A B,N‐codoped carbon material (BNC) was prepared by a simple method and employed as a metal‐free catalyst in the transfer hydrogenation of nitroarenes in aqueous solution. In the preparation of the BNC, boric acid not only functions as the template during the carbonization step but also serves as the source for the B dopant in the final BNC product. Nitrilotriacetic acid (NTA) serves as the carbon and nitrogen source for the system.
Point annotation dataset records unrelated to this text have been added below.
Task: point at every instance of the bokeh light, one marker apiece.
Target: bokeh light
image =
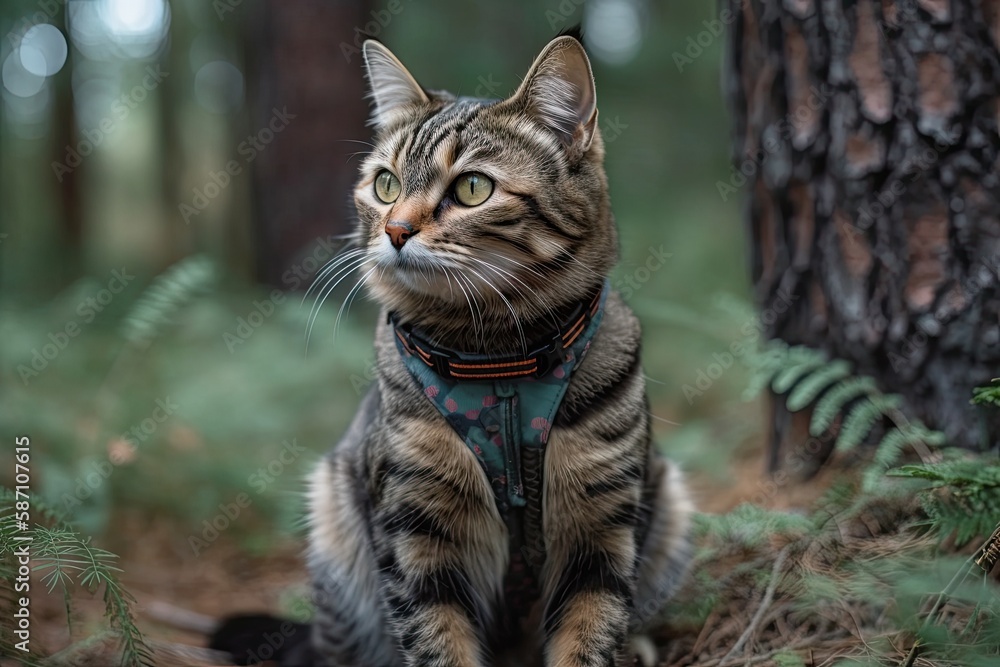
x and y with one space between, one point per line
614 29
43 50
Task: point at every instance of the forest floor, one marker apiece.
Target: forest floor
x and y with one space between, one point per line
168 580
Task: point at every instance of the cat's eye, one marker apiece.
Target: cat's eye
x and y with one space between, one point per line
472 189
386 186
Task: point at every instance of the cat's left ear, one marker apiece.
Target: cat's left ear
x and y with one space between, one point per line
559 91
392 86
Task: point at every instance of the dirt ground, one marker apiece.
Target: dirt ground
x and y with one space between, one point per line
177 592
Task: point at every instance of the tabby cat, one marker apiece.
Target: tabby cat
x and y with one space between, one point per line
486 234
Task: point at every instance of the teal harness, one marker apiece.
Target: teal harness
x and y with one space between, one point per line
503 408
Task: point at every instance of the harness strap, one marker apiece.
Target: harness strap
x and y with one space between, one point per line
537 363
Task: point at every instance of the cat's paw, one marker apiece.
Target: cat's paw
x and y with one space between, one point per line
254 638
644 650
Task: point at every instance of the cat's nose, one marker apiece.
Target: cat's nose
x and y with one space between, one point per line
399 231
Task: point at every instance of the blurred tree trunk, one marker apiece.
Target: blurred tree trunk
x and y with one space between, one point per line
66 135
310 69
867 133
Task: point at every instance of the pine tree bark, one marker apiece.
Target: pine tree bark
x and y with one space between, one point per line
867 136
309 65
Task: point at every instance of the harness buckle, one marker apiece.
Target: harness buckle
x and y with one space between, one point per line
548 356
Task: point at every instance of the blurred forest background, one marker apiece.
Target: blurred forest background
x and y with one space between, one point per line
211 143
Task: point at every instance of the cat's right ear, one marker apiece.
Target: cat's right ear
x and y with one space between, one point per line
392 86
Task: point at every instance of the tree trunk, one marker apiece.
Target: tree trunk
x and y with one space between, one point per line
868 136
309 65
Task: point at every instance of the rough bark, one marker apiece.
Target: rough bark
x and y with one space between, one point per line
307 64
869 133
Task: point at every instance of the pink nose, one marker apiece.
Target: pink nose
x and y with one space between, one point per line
399 232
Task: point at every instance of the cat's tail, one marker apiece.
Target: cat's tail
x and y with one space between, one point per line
251 639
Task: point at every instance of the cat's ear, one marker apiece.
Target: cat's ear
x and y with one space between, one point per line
559 91
392 86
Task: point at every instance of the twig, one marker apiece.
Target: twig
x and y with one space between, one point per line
181 619
779 563
104 649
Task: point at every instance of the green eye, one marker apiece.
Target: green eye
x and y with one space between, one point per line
473 189
386 186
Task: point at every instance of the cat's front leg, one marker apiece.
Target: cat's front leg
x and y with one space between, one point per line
441 555
591 513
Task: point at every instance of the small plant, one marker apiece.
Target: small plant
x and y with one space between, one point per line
68 561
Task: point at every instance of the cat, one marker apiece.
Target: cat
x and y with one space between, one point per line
497 499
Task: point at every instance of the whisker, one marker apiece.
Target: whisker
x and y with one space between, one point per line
330 266
501 273
350 297
517 322
325 293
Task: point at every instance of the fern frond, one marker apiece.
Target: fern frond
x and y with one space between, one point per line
988 395
806 391
890 449
862 418
802 363
834 401
165 296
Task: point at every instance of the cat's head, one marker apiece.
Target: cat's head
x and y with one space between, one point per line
474 209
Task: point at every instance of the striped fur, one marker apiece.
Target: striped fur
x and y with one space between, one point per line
408 550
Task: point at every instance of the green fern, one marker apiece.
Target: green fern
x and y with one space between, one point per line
862 418
802 362
889 450
66 560
988 395
965 501
165 296
808 390
831 404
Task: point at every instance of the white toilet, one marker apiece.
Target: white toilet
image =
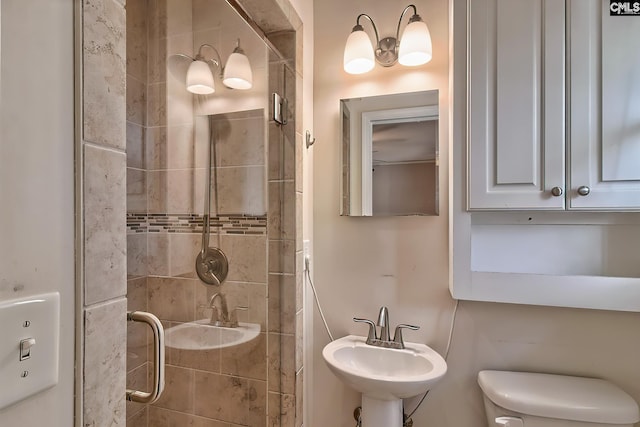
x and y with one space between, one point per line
522 399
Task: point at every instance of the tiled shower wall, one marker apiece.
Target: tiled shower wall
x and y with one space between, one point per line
258 383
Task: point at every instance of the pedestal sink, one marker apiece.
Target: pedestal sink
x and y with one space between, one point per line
384 376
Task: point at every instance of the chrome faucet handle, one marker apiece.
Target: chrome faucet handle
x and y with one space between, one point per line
372 328
224 312
233 316
397 335
214 315
383 322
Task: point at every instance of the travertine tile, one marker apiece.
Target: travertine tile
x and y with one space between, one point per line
157 104
282 375
282 302
104 364
257 305
178 394
136 191
139 419
248 360
299 148
299 396
281 256
135 146
136 101
170 148
137 39
172 299
243 401
231 406
179 103
240 141
269 17
158 254
175 191
241 190
159 417
202 360
136 255
105 242
184 249
281 216
281 410
104 53
247 257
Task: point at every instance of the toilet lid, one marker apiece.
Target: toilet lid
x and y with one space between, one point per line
558 396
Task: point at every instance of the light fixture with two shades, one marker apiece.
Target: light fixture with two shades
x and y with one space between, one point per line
236 74
413 49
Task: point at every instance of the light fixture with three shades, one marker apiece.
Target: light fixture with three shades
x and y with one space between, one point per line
414 48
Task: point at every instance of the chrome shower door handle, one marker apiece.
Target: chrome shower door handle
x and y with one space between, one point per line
158 358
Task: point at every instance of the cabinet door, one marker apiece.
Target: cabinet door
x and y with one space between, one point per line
605 108
516 104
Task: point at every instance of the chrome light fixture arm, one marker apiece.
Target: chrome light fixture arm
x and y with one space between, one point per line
217 61
415 17
359 27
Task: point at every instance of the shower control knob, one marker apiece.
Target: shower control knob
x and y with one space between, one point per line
584 190
556 191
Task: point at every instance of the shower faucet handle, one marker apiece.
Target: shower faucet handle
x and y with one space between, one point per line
371 337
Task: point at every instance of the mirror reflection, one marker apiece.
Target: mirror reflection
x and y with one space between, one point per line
390 155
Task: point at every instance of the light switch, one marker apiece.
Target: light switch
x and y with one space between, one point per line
29 346
25 348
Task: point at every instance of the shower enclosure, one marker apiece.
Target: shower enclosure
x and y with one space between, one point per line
254 215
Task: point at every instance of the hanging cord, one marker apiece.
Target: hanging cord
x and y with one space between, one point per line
315 296
407 418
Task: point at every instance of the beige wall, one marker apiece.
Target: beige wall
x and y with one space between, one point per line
363 263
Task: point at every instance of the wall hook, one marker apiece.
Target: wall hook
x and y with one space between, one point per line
310 140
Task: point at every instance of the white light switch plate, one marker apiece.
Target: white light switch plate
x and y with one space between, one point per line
36 317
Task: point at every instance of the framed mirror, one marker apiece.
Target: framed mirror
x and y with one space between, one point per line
390 155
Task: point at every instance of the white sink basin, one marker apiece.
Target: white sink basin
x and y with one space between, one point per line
384 373
200 335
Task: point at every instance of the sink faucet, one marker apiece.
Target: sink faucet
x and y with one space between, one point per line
383 322
384 340
221 316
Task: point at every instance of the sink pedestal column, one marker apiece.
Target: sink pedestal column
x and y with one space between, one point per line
381 413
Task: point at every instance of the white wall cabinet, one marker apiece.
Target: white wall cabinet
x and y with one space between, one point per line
553 106
545 94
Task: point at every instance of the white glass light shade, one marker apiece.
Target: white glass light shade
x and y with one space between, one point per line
237 72
199 78
358 53
415 44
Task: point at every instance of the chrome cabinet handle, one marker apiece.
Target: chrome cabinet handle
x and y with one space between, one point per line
158 358
584 190
556 191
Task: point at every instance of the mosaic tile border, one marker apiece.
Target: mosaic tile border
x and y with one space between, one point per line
193 223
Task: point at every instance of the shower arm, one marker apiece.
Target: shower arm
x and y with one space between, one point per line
206 226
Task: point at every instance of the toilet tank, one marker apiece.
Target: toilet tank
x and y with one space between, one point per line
545 400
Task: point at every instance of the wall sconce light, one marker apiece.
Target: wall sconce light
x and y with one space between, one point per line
414 48
236 74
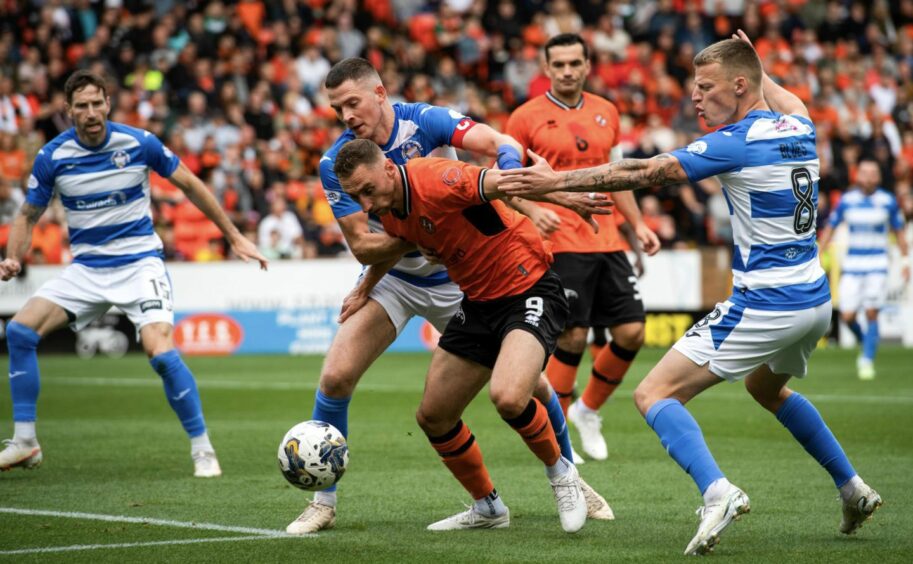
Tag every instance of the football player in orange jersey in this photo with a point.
(512, 312)
(574, 129)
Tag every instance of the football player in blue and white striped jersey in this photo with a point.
(766, 160)
(869, 212)
(100, 170)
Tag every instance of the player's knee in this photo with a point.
(433, 423)
(631, 337)
(509, 403)
(337, 383)
(19, 336)
(644, 397)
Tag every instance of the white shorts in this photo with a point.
(862, 291)
(401, 300)
(142, 290)
(736, 340)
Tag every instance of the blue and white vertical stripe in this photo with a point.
(105, 192)
(869, 218)
(769, 169)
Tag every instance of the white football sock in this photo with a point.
(24, 432)
(201, 443)
(716, 490)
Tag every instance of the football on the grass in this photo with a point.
(313, 455)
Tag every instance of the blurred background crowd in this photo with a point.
(235, 89)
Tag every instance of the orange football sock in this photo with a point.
(536, 429)
(609, 370)
(562, 375)
(462, 456)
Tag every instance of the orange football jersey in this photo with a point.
(489, 250)
(570, 138)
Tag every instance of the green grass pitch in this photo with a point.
(113, 447)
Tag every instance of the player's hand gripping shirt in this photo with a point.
(768, 166)
(489, 250)
(105, 192)
(571, 137)
(868, 219)
(418, 130)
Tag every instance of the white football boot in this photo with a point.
(715, 518)
(859, 508)
(316, 517)
(205, 464)
(589, 425)
(471, 519)
(20, 455)
(571, 502)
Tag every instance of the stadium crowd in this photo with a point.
(235, 89)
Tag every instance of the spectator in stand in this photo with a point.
(284, 221)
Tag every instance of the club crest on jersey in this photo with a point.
(411, 149)
(120, 159)
(698, 147)
(427, 225)
(451, 176)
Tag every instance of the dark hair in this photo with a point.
(82, 78)
(354, 154)
(735, 57)
(566, 39)
(353, 68)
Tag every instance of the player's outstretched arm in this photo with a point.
(778, 98)
(584, 205)
(626, 174)
(368, 247)
(20, 239)
(199, 194)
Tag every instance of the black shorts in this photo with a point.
(601, 289)
(476, 331)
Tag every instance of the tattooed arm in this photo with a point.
(20, 239)
(626, 174)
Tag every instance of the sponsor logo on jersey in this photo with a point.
(427, 225)
(150, 304)
(117, 198)
(120, 159)
(698, 147)
(411, 149)
(451, 176)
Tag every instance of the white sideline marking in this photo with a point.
(239, 385)
(144, 521)
(76, 547)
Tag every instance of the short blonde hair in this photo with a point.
(735, 56)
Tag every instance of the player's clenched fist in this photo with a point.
(9, 268)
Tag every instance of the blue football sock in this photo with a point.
(559, 424)
(24, 382)
(181, 391)
(857, 330)
(870, 341)
(683, 440)
(334, 411)
(805, 423)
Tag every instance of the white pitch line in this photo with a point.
(144, 521)
(76, 547)
(282, 386)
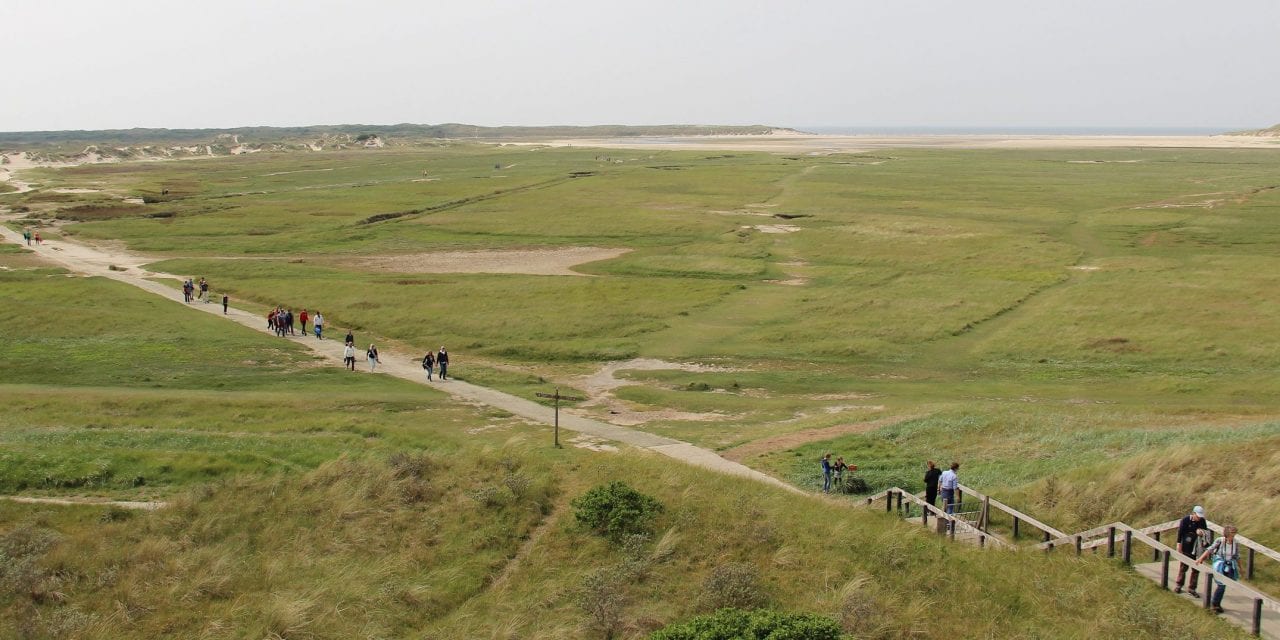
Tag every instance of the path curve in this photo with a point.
(97, 261)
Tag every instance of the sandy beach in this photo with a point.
(821, 144)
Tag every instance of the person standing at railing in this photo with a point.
(1226, 561)
(947, 483)
(1191, 543)
(931, 483)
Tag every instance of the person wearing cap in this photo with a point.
(1191, 543)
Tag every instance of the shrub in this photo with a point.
(735, 585)
(603, 599)
(752, 625)
(616, 511)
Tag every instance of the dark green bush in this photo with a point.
(616, 511)
(753, 625)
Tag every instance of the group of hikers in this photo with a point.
(193, 291)
(1194, 539)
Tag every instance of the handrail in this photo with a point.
(1011, 511)
(1244, 542)
(940, 513)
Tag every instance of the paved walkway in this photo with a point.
(95, 261)
(1239, 608)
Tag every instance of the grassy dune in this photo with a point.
(1084, 330)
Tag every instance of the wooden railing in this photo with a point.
(1116, 536)
(952, 524)
(1165, 554)
(1018, 517)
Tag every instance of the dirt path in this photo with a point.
(97, 502)
(99, 261)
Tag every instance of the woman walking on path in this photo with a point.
(428, 362)
(1226, 561)
(931, 483)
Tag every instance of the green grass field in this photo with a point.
(1072, 325)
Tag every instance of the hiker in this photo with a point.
(1226, 561)
(428, 362)
(931, 483)
(1192, 539)
(840, 472)
(947, 484)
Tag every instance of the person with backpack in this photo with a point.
(947, 484)
(931, 483)
(1226, 561)
(348, 356)
(1191, 543)
(428, 362)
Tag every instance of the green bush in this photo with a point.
(753, 625)
(616, 511)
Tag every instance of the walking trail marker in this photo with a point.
(557, 397)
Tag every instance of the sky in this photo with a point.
(851, 63)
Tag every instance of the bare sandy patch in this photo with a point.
(791, 440)
(539, 261)
(773, 228)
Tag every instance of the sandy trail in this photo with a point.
(96, 260)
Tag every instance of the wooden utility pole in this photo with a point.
(557, 397)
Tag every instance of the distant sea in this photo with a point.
(1019, 131)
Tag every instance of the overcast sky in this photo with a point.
(885, 63)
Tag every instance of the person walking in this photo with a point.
(932, 475)
(1191, 543)
(1226, 561)
(947, 484)
(428, 362)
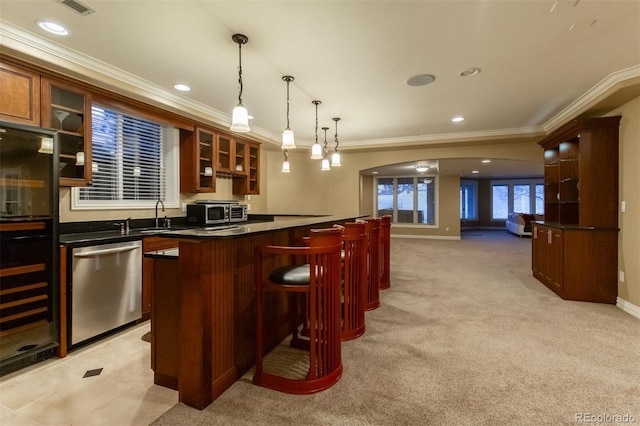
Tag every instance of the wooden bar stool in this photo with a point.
(385, 252)
(354, 279)
(373, 264)
(319, 280)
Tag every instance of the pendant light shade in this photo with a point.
(288, 140)
(325, 161)
(286, 168)
(335, 158)
(316, 149)
(240, 116)
(240, 119)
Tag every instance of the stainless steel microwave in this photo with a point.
(207, 214)
(238, 213)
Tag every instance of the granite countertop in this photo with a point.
(85, 235)
(238, 230)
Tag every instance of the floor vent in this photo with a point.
(12, 365)
(77, 6)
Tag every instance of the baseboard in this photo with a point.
(628, 307)
(426, 237)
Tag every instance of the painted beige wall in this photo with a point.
(307, 190)
(629, 221)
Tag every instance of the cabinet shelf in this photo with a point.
(23, 314)
(23, 288)
(66, 108)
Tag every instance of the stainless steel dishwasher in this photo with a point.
(106, 288)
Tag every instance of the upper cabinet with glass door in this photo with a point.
(68, 110)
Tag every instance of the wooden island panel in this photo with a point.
(203, 311)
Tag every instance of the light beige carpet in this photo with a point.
(465, 336)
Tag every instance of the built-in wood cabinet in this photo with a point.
(207, 154)
(248, 182)
(197, 160)
(575, 250)
(151, 244)
(20, 99)
(67, 109)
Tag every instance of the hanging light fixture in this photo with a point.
(335, 157)
(288, 141)
(325, 160)
(240, 117)
(316, 149)
(285, 164)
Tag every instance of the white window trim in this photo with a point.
(172, 160)
(475, 185)
(510, 183)
(395, 205)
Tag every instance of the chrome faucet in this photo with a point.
(158, 202)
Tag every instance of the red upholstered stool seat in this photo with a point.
(318, 280)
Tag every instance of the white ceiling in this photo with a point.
(543, 62)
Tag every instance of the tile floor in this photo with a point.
(54, 392)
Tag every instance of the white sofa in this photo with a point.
(520, 223)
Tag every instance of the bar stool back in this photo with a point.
(319, 280)
(385, 252)
(354, 277)
(373, 264)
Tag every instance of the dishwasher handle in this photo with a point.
(105, 251)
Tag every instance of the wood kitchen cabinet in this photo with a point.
(198, 160)
(206, 154)
(20, 99)
(148, 277)
(67, 108)
(248, 183)
(575, 249)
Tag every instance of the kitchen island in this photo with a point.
(203, 317)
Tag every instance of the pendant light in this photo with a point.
(335, 158)
(316, 149)
(325, 160)
(285, 164)
(288, 140)
(240, 116)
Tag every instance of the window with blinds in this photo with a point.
(131, 162)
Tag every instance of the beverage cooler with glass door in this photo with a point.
(29, 286)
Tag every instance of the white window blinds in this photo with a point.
(129, 161)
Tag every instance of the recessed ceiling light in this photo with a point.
(181, 87)
(421, 80)
(53, 28)
(469, 72)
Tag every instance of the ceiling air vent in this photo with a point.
(77, 6)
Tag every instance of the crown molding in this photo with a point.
(483, 135)
(57, 57)
(604, 88)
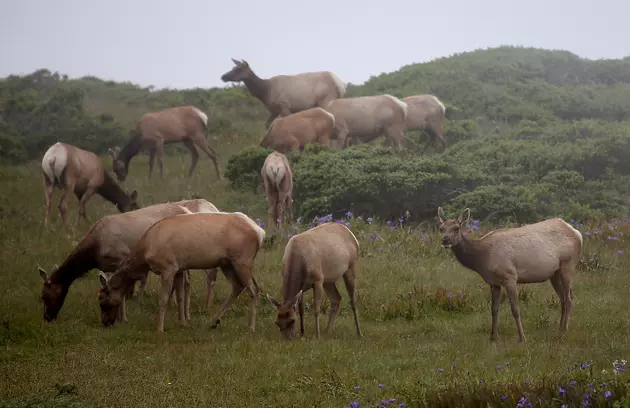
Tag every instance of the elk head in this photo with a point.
(286, 315)
(451, 229)
(240, 72)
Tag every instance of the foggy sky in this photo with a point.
(184, 44)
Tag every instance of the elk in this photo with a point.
(316, 259)
(367, 117)
(106, 245)
(188, 241)
(278, 181)
(426, 112)
(74, 170)
(547, 250)
(295, 131)
(185, 124)
(286, 94)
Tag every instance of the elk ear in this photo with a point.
(43, 275)
(103, 278)
(296, 299)
(441, 214)
(461, 218)
(273, 301)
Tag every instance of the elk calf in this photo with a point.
(190, 241)
(547, 250)
(78, 171)
(278, 181)
(295, 131)
(317, 259)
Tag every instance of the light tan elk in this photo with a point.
(295, 131)
(78, 171)
(107, 244)
(191, 241)
(286, 94)
(547, 250)
(185, 124)
(426, 112)
(317, 259)
(365, 118)
(278, 181)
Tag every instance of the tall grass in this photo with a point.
(425, 319)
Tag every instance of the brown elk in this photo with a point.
(295, 131)
(190, 241)
(316, 259)
(547, 250)
(367, 117)
(185, 124)
(106, 245)
(278, 181)
(286, 94)
(426, 112)
(74, 170)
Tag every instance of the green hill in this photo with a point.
(531, 132)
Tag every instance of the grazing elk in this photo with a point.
(547, 250)
(78, 171)
(295, 131)
(185, 124)
(286, 94)
(316, 259)
(426, 112)
(190, 241)
(278, 181)
(106, 245)
(367, 117)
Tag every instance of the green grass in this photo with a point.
(407, 337)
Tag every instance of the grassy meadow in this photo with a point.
(425, 319)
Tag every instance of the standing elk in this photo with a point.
(78, 171)
(426, 112)
(107, 244)
(547, 250)
(295, 131)
(367, 117)
(278, 181)
(185, 124)
(286, 94)
(316, 259)
(190, 241)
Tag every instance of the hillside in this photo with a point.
(531, 132)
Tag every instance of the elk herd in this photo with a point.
(170, 239)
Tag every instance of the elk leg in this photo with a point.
(151, 161)
(166, 286)
(495, 292)
(335, 301)
(301, 312)
(512, 292)
(566, 276)
(211, 279)
(318, 294)
(83, 202)
(556, 282)
(237, 288)
(348, 279)
(48, 190)
(179, 296)
(203, 145)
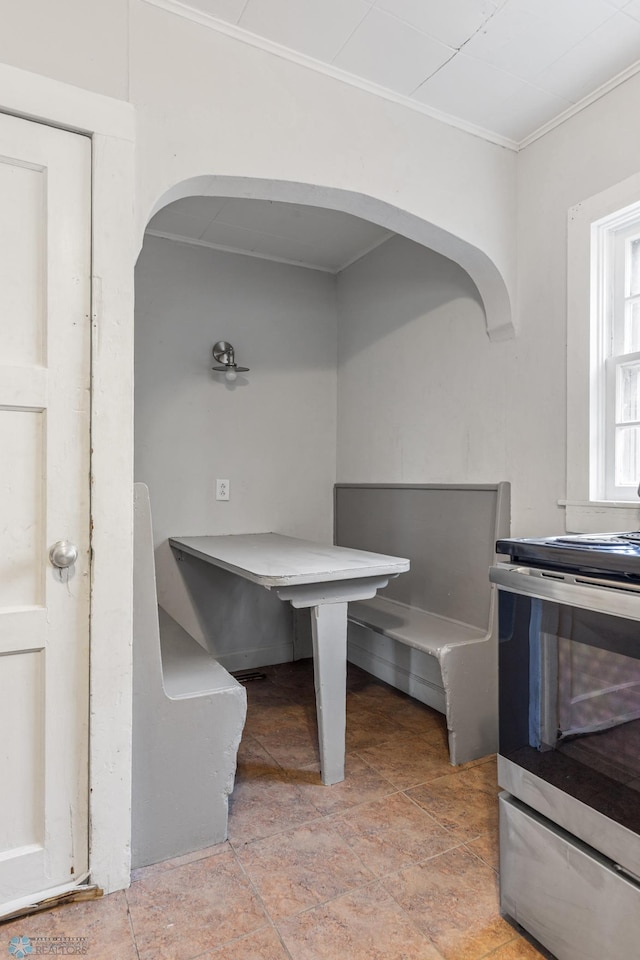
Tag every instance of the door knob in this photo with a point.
(63, 554)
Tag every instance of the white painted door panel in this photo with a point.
(44, 497)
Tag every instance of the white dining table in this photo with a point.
(324, 578)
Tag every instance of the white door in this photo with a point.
(44, 498)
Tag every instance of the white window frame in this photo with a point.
(590, 507)
(610, 237)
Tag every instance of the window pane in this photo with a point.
(632, 327)
(634, 267)
(627, 456)
(628, 399)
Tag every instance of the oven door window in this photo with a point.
(570, 682)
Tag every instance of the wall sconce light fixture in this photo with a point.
(224, 354)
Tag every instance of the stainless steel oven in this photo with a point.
(569, 754)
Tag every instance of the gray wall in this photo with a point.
(272, 433)
(422, 394)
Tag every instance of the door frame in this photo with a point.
(110, 124)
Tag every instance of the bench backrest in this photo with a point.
(448, 531)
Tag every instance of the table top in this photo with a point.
(273, 560)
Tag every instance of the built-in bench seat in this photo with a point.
(188, 717)
(433, 631)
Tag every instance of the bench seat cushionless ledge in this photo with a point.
(188, 717)
(433, 632)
Characterization of the intermediate materials prepared during the synthesis indicate that the boron nitride (BN) content of the BNC increases at higher calcination temperatures. The final B,N‐codoped carbon material showed excellent catalytic activity and high selectivity in the transfer hydrogenations of nitroarenes under moderate reaction conditions (52.1–100 % yield). Results of control experiments suggest that the BN domain of the BNC is a key factor to its catalytic activity. Density functional theory calculations show that boron atoms facilitate the adsorption and activation of the nitrobenzene and hydrazine molecules. Nitrogen atoms store the active hydrogen atoms that are generated during the catalytic process and transfer them to the nitroarene. This synergistic effect between the B and N dopants in the BN domain of the BNC was used to successfully promote the catalytic transfer hydrogenation of nitroarenes.

中文翻译：

---

硼和氮掺杂剂在催化转移加氢中的协同作用

AB，N掺杂的碳材料（BNC）是通过一种简单的方法制备的，并用作水溶液中硝基芳烃的转移加氢中的无金属催化剂。在BNC的制备中，硼酸不仅在碳化步骤中充当模板，而且在最终BNC产品中充当B掺杂剂的来源。硝基三乙酸（NTA）作为系统的碳源和氮源。合成过程中制备的中间材料的表征表明，BNC的氮化硼（BN）含量在较高的煅烧温度下会增加。最终的B，N掺杂的碳材料在中等反应条件下（52.1–100％的收率）在硝基芳烃的转移加氢中表现出出色的催化活性和高选择性。对照实验结果表明，BNC的BN域是其催化活性的关键因素。密度泛函理论计算表明，硼原子有助于硝基苯和肼分子的吸附和活化。氮原子存储在催化过程中产生的活性氢原子，并将其转移到硝基芳烃中。BNC的BN域中的B和N掺杂剂之间的这种协同作用被用来成功地促进硝基芳烃的催化转移氢化。氮原子存储在催化过程中产生的活性氢原子，并将其转移到硝基芳烃中。BNC的BN域中的B和N掺杂剂之间的这种协同作用被用来成功地促进硝基芳烃的催化转移氢化。氮原子存储在催化过程中产生的活性氢原子，并将其转移到硝基芳烃中。BNC的BN域中的B和N掺杂剂之间的这种协同作用被用来成功地促进硝基芳烃的催化转移氢化。